Prosecutors charged that the 72-year-old James, who was also a Democratic state senator from 1999 to January 2008, abused his office as mayor and betrayed his constituents by arranging for the sale of nine city-owned properties for $46,000 to Riley from 2001 to 2005. Riley quickly sold them for $665,000 without ever starting required rehabilitation work on most of them, prosecutors said.

James' attorneys argued that no evidence showed that the mayor assisted Riley or even had knowledge of her transactions, and that the mayor's interest in redeveloping the struggling city was well within the scope of his duties.

They stressed that the Newark City Council, not the mayor, had final approval over the land prices and sales. James' team presented only two witnesses, both members of the council, who said James never tried to influence their decisions.

Riley lawyer Gerald Krovatin blamed her real estate lawyers for failing to protect her from missteps in the land deals.
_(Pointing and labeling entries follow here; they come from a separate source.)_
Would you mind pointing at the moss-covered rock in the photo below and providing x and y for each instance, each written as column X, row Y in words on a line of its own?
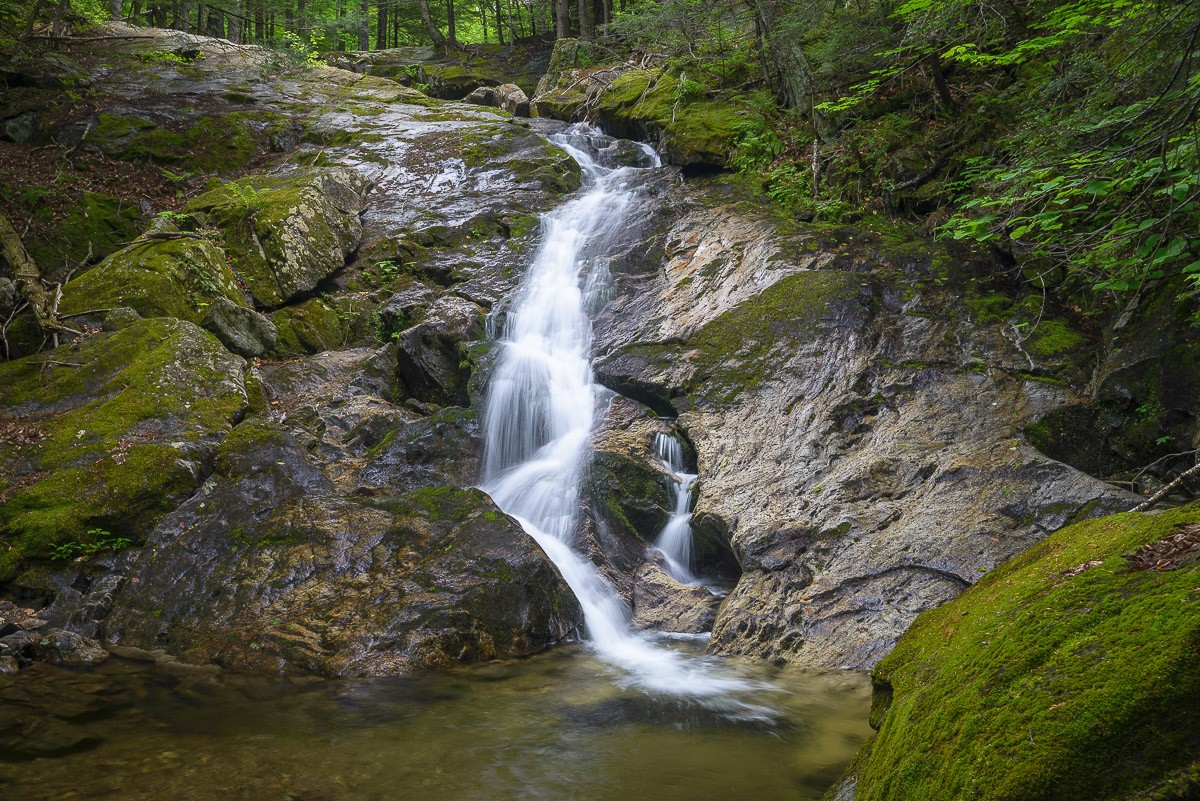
column 91, row 228
column 268, row 568
column 108, row 434
column 307, row 327
column 653, row 104
column 287, row 233
column 173, row 277
column 208, row 143
column 1065, row 674
column 456, row 80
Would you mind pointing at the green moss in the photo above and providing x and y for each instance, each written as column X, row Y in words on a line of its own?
column 114, row 433
column 693, row 130
column 309, row 327
column 438, row 504
column 1050, row 679
column 1054, row 338
column 156, row 278
column 208, row 144
column 93, row 227
column 731, row 351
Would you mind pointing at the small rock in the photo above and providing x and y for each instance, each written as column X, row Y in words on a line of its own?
column 660, row 603
column 60, row 646
column 16, row 644
column 513, row 100
column 241, row 330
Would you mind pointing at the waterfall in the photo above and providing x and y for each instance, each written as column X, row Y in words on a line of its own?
column 675, row 538
column 541, row 410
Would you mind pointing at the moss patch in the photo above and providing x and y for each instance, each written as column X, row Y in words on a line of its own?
column 157, row 278
column 693, row 130
column 1062, row 675
column 309, row 327
column 731, row 351
column 114, row 443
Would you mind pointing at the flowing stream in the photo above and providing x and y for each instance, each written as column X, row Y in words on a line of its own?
column 675, row 540
column 540, row 414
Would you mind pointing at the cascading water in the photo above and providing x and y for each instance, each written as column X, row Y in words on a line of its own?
column 675, row 540
column 540, row 414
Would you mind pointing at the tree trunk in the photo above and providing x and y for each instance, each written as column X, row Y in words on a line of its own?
column 436, row 36
column 235, row 26
column 60, row 11
column 563, row 19
column 29, row 281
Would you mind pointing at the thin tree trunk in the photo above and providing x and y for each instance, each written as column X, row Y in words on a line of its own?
column 60, row 11
column 436, row 36
column 563, row 19
column 235, row 26
column 587, row 19
column 29, row 281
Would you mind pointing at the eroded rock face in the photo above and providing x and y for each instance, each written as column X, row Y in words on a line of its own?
column 431, row 355
column 288, row 233
column 663, row 604
column 857, row 425
column 269, row 567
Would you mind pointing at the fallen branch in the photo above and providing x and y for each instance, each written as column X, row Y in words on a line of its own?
column 1165, row 491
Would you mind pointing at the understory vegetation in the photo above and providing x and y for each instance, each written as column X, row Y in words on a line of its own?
column 1061, row 134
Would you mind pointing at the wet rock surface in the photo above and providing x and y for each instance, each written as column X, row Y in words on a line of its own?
column 843, row 396
column 341, row 474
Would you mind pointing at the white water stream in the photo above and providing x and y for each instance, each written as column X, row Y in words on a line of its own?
column 540, row 414
column 675, row 540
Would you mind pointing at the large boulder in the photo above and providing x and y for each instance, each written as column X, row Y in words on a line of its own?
column 67, row 648
column 269, row 568
column 508, row 97
column 179, row 276
column 652, row 104
column 105, row 437
column 241, row 330
column 288, row 233
column 432, row 355
column 1071, row 673
column 663, row 604
column 858, row 425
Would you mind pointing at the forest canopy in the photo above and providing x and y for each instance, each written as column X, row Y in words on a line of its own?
column 1061, row 134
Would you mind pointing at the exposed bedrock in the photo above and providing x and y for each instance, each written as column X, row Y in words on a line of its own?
column 857, row 410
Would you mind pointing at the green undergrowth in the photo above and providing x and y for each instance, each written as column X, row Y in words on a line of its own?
column 1062, row 675
column 108, row 431
column 694, row 128
column 731, row 351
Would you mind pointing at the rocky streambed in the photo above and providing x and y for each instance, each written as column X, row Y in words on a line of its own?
column 262, row 451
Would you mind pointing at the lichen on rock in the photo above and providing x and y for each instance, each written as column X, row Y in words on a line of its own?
column 111, row 433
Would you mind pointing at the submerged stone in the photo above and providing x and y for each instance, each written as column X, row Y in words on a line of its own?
column 1068, row 673
column 288, row 233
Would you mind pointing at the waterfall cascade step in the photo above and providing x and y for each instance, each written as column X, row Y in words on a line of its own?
column 541, row 410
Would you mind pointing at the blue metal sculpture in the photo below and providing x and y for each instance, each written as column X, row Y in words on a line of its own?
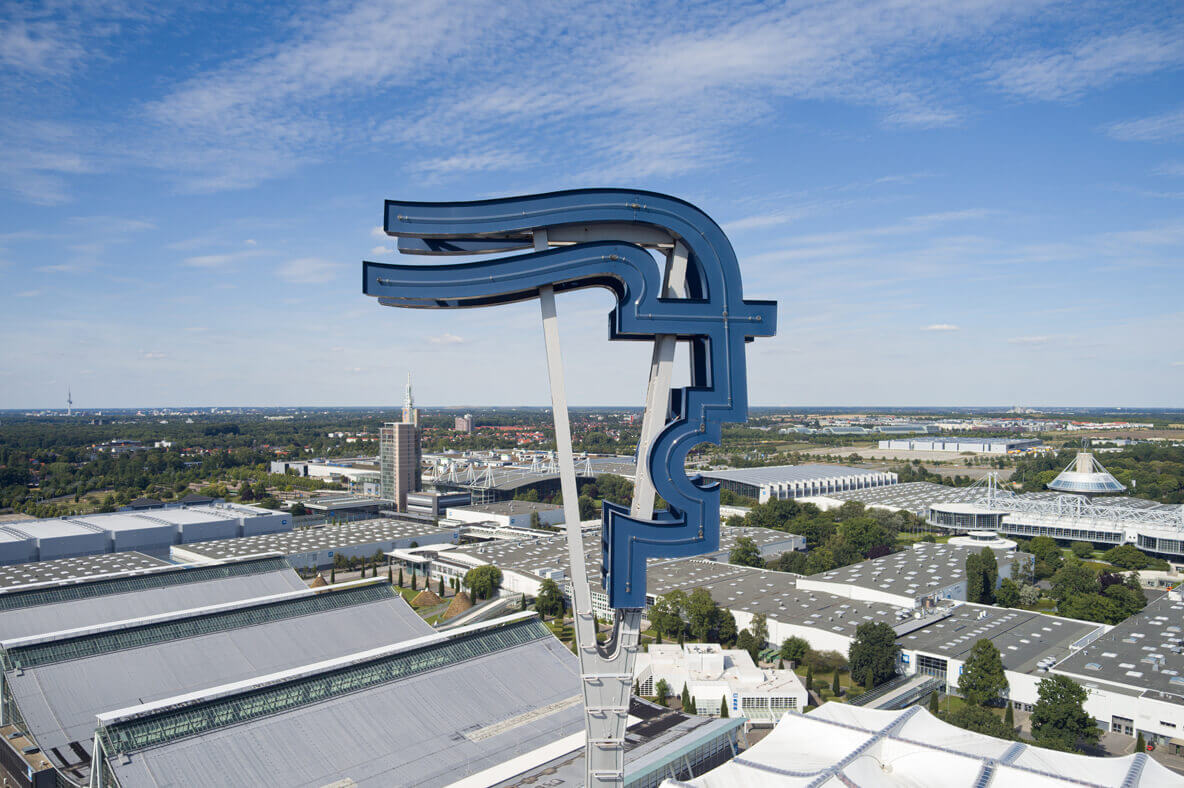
column 713, row 318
He said she got no special treatment because of her affair with James, a married man twice her age, and claimed she was swept up in the investigation of James only because of their "intimate" relationship.

Affair under scrutiny
Krovatin told the jury that the affair lasted just six months, ending in the fall of 2002. Prosecutors suggested the affair lasted several years, with one witness saying it started around 2000 and went to 2006.

Neither James nor Riley testified during the trial, which had five weeks of testimony from 40 witnesses.
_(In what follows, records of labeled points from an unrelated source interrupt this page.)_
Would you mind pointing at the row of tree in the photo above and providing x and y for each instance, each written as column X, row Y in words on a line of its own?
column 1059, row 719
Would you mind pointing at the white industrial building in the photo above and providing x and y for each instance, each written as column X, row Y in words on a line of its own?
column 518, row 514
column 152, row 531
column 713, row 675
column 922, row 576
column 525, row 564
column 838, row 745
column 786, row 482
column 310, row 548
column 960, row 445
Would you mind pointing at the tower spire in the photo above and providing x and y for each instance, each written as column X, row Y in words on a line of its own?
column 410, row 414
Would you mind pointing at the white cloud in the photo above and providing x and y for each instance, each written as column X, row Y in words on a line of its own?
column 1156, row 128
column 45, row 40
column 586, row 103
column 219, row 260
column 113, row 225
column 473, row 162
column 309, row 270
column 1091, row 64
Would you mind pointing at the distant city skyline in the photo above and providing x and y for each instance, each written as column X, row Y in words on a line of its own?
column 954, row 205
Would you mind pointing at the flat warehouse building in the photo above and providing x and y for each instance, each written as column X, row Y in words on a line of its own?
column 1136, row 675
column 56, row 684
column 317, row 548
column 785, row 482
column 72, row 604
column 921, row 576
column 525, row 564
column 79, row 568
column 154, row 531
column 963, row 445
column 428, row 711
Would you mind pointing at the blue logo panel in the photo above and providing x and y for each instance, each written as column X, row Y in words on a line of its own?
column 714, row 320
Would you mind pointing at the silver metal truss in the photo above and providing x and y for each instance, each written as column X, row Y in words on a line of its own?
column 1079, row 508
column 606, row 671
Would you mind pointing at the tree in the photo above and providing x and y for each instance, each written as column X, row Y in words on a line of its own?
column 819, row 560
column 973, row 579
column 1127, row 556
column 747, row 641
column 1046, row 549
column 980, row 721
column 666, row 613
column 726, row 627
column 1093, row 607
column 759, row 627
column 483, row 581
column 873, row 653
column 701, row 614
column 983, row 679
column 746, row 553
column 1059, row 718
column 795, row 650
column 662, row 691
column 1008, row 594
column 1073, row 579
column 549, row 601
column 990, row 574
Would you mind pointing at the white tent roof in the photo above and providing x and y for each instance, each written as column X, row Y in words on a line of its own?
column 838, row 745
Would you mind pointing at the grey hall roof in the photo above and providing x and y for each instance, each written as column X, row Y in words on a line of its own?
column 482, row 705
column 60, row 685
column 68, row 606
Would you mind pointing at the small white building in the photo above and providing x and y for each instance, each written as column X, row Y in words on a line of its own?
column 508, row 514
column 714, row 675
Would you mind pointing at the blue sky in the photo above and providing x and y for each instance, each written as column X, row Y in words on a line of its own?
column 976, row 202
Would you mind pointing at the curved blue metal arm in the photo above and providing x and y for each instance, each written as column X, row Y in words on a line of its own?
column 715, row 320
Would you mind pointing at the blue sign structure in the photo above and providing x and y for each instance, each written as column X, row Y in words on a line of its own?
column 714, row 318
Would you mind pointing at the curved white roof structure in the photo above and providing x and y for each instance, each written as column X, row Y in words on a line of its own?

Jurors got some sense of the power James wielded in the city and the state, and learned that he had a home on the Jersey shore and yachts — possessions that had long raised eyebrows around the state.

They did not hear about his last mayoral election, in 2002, when he defeated the current mayor, Cory A. Booker, in a bitter campaign chronicled in the Oscar-nominated documentary film "Street Fight."

James is one of the most powerful figures snared in a federal corruption probe and one of the few to plead not guilty. He still faces a federal trial on charges he used city-issued credit cards to pay for $58,000 worth of personal expenses while he was mayor, including trips with several women other than his wife, to Martha's Vineyard, Puerto Rico, the Dominican Republic and Rio de Janeiro.